È un film costruito talmente bene che si passa tranquillamente sopra alle incongruenze che portano inevitabilmente i racconti sui viaggi nel tempo (come in Terminator passiamo sopra a John Connor che manda indietro nel tempo il giovane amico Kyle Reese che mette incinta Sarah Connor da cui nascerà lo stesso John Connor…).

Una tra tutte: quando Marty alla fine ritorna al presente, si ritrova davanti la stessa scena vissuta quando è partito, vedendo sé stesso che prende la DeLorean per partire verso il 1955 e i libici che sparano a Doc. Il quale però non muore, perché aveva letto la lettera che Marty gli aveva scritto nel 1955 e ha indossato un giubbotto antiproiettile.
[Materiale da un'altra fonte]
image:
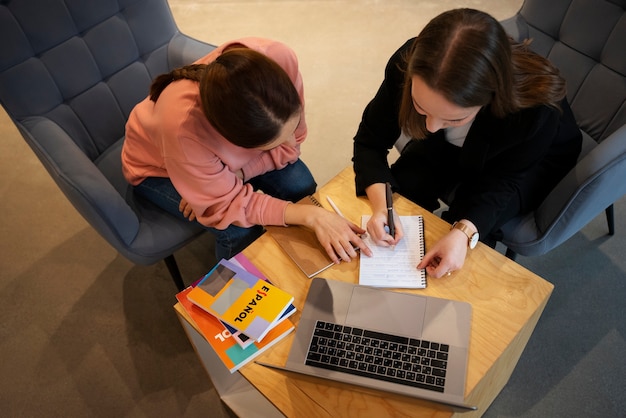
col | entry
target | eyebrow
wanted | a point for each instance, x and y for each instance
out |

Ma allora perché andare nello stesso posto e far succedere la stessa cosa se già lo sa?

Inoltre Marty visto da Marty non è lo stesso, perché avendo reso il padre un vincente si ritrova in una realtà cambiata, il padre ora è un uomo di successo e il perfido Biff è un suo dipendente, gli lava umilmente la macchina. Domanda: l’altro Marty che fine fa? A un certo punto avrebbe dovuto tornare anche lui, e anzi dirò di più: se i fatti vanno nello stesso modo in cui sono andati la prima (anche se non si capisce perché), l’altro Marty sarebbe tornato esattamente nello stesso punto e nello momento del Marty iniziale, con lo scontro delle due DeLorean. Però il tutto è talmente fantastico che non avrebbe potuto essere altrimenti, e adoriamo quella scena. Piuttosto si chiama Trilogia ma per gli amanti di Ritorno al futuro i film sono due: il terzo, ambientato nel west, non se lo fila nessuno, sembra un’appendice inutile e noiosa, e dire che quello realizzato in fretta e furia è stato il primo (con Michael che si divideva tra il set di Casa Keaton e quello di Ritorno al futuro, dormendo tre ore a notte quando andava bene).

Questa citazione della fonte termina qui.